Co-creator: Don Heck
First appearance: TALES OF SUSPENSE #57 (September 1964)
Hawkeye is proof that a silly concept can eventually make for a cool character.
Co-creator: Jack Kirby
First appearance: FANTASTIC FOUR #52 (July 1966)
The impact and importance of Black Panther has reached an incredible fever pitch with the release of his own movie. And even in 1966, T’Challa made a splash as the first mainstream black superhero. It sounds simple and a little reductive, but the fact this black man (and African man, to boot) was welcomed into the Marvel Universe with a cool backstory and a name that would eventually carry much more cultural weight (and controversy) was radical. He perfectly represents Lee’s dedication to telling stories that mattered, and the importance of bringing diverse characters into popular culture.
Co-creator: John Buscema
First appearance: SAVAGE SHE-HULK #1 (February 1980)

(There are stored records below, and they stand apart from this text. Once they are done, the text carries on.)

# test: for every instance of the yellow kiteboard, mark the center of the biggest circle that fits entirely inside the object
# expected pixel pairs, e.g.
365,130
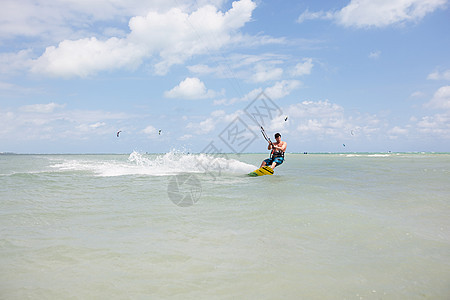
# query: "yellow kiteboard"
262,171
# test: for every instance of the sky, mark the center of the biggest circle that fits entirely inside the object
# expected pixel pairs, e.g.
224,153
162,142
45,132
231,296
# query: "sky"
204,75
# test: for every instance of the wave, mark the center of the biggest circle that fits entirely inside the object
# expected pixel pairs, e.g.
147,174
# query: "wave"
171,163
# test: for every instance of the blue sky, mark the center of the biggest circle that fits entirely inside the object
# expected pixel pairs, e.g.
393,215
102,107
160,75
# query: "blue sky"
373,75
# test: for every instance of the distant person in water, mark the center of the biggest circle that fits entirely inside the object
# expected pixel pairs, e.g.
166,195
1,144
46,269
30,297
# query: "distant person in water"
277,155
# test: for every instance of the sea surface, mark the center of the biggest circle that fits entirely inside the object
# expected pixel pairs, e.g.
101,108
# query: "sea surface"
193,226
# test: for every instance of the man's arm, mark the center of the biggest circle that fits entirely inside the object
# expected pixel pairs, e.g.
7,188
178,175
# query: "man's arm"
282,148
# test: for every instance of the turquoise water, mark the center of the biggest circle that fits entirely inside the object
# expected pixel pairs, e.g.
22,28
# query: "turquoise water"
326,226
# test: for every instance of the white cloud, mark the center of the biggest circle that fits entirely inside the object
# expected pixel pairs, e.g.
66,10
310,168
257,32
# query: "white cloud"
321,15
397,131
441,99
418,94
150,131
191,88
266,73
439,124
53,20
52,122
282,88
88,56
445,75
303,68
279,90
173,36
212,121
375,54
41,108
325,119
377,13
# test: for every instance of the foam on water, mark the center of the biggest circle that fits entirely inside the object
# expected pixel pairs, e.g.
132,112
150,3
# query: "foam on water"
173,162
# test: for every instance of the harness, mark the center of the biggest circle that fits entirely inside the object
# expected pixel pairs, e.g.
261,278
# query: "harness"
276,153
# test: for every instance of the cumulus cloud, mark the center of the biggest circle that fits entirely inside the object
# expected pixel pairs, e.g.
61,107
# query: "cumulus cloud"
41,108
51,121
441,99
212,121
191,88
277,91
170,37
321,15
282,88
52,20
375,54
397,131
445,75
438,124
266,73
324,118
303,68
377,13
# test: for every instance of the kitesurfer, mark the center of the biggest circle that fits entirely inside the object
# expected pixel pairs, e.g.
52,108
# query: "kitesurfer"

Her name and relationship as cousin to Bruce Banner ties her to an already existing male character, but Jennifer Walters flourished into a great character with a ton of personality imbued into the green and tall framework of her famous cousin’s counterpart. Any courtroom scene with Walters is a gem, a highly entertaining facet to the typical comic book action with which She-Hulk engages. She-Hulk is a strong, principled character, and her current place in the Marvel Universe is indicative, actually, of how others were able to take Lee’s characters into new, deeper directions.
Stan Lee created many other supporting characters and villains with lessons of their own to impart, but his greatest heroes represent a principled pantheon we can all learn a bit from. They may be idealized, yes, but believe it or not, comic books aren’t just throw away entertainment.